Quoi ! D'un plat si bas faire un repas de reine ?
Qu'était-ce, au juste ? Un ragout de castor ?
Du madrépore ? Un morceau de cul-de-porc ?
Que sais-je encore ? Non, vous plaisantez Victor !
Et vous voulez qu'un tel repas tienne au corps ?
Non, non, cher drôle, cessez ces sauces lourdes ;
nous allons produire des météores
et flatuler jusqu'à nous en rendre sourdes
si par malheur vous nous en servez encore !
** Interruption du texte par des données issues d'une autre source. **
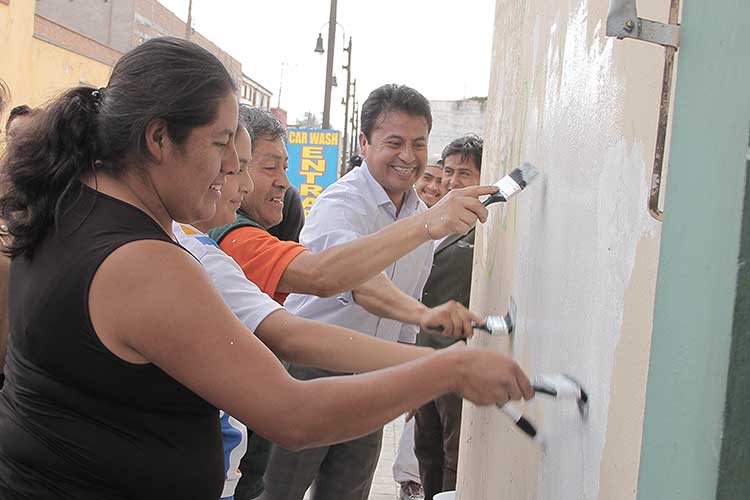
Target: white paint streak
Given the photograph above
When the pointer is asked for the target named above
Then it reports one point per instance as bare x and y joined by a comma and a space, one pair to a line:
576, 257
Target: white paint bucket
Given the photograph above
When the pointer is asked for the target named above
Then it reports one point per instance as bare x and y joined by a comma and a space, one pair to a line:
446, 495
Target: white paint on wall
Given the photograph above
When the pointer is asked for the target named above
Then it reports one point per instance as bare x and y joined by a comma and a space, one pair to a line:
582, 107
Que diable ! Une fable ! du feu ! du fluor !
Voilà ce qu'il faut à nos dents d'alligator !
Affutez-moi vos histoires d'un gros piment
rouge et faites qu'au moins les verbes nous touchent.
Je ne veux pas vous faire la fine bouche
mais céans je ne saurais faire compliment
à ce vieux frère d'Hugo pour son Ruy Blas,
dont les actes et les tirades me lassent.
Il est si bon parfois, il est souvent si fort
qu'on peut bien pardonner à notre ami Victor.
Au vrai, cette pièce n'est pas un drame,
on peut trouver pire et beaucoup plus infâme
mais quand on connaît l'homme dans ses grands moments
on peine à lui voir fair de si faibles élans.
Qui suis-je, au demeurant, pour de la sorte
discuter de mon coeur et de son aorte ?

Ruy Blas est un laquais épris de la reine.
L'Espagne a connu des heures plus sereines.
Là les grands du royaume sont dans l'arène
et dans leur direction tirent tous les rênes.
La reine s'en est prise au fat don Salluste
qui n'aura donc de cesse que de se venger
d'une sentence que lui juge injuste.
Pour ce faire, c'est Ruy Blas qu'il va engager.
Tout ça sans oublier un certain don César
qui dans la pièce parfois choit par hasard...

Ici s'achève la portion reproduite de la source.